There’s been the Park Stevens tragedy, the Carlos Davis eligibility issue and Marshall Henderson.
Henderson’s news overshadowed Davis by a long shot.
The Wall Street Journal reported that Henderson was pulled over for a traffic stop on May 4. The newspaper cited a police report in saying the officer smelled marijuana inside the car, that the car was searched by a police dog and that Henderson handed the officer a bag with a “nugget” of marijuana. The dog found a plastic bag with a small amount of what appeared to be cocaine, the report said.
Henderson was eventually cited for failing to provide proof of insurance, but no other charges were filed. Henderson was described as “cooperative” during the traffic stop, and the Wall Street Journal story said the officer’s report indicated that the district attorney would not prosecute such a small amount of cocaine.
On July 10 Ole Miss emailed a news release announcing Henderson had been “suspended indefinitely” for violation of team rules.
This came just weeks after comments in June from Ole Miss coach Andy Kennedy that praised Henderson’s improved behavior.
“He’s been very consistent in doing the things you want your senior to do,” Kennedy said in June.
Kennedy was quoted last week at a basketball event in North Augusta, S.C., as saying that recent events do not mean Henderson won’t be part of the team this season. “Otherwise he’d have just been dismissed,” Kennedy’s quote says.
Ole Miss has kept Henderson away from media this summer, but Henderson has been active on social media, and last week his hashtag in a tweet after he spoke with former NBA guard Chris Herren said #notgoinanywhere.
I tried Sunday to get an opinion from Ole Miss athletics director Ross Bjork on how recent events might affect Henderson’s career with the Rebels. An Ole Miss spokesman told me that the athletics department is “deferring to AK’s statement at this time.”
As a refresher, here’s Kennedy’s statement from the release announcing Henderson’s suspension: “Since the season ended, we have talked a lot about Marshall taking a greater leadership role with our team. With that comes greater responsibility, and he must do a better job of living up to the high standard we expect from him and he desires from himself.”
Henderson’s hashtag may prove correct.

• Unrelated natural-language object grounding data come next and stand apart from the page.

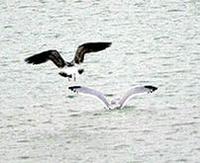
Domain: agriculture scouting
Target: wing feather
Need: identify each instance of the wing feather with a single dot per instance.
(87, 48)
(92, 92)
(42, 57)
(135, 91)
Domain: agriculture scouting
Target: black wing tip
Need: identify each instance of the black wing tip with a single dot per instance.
(30, 60)
(63, 74)
(73, 88)
(106, 44)
(152, 88)
(40, 57)
(80, 71)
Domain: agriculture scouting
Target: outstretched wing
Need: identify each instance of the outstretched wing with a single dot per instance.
(42, 57)
(92, 92)
(135, 91)
(89, 47)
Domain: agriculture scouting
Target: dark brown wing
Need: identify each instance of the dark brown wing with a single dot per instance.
(42, 57)
(89, 47)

The school has had more than two months since the traffic stop to analyze things, so it appears he’s on course to play unless he does something else to violate the standard.
The disappointing thing for Ole Miss is that the Rebels’ story moving forward should be about a team coming off a strong March run, an SEC tournament championship and an NCAA tournament win over a solid 5 seed.
Instead it’s about Henderson’s behavior.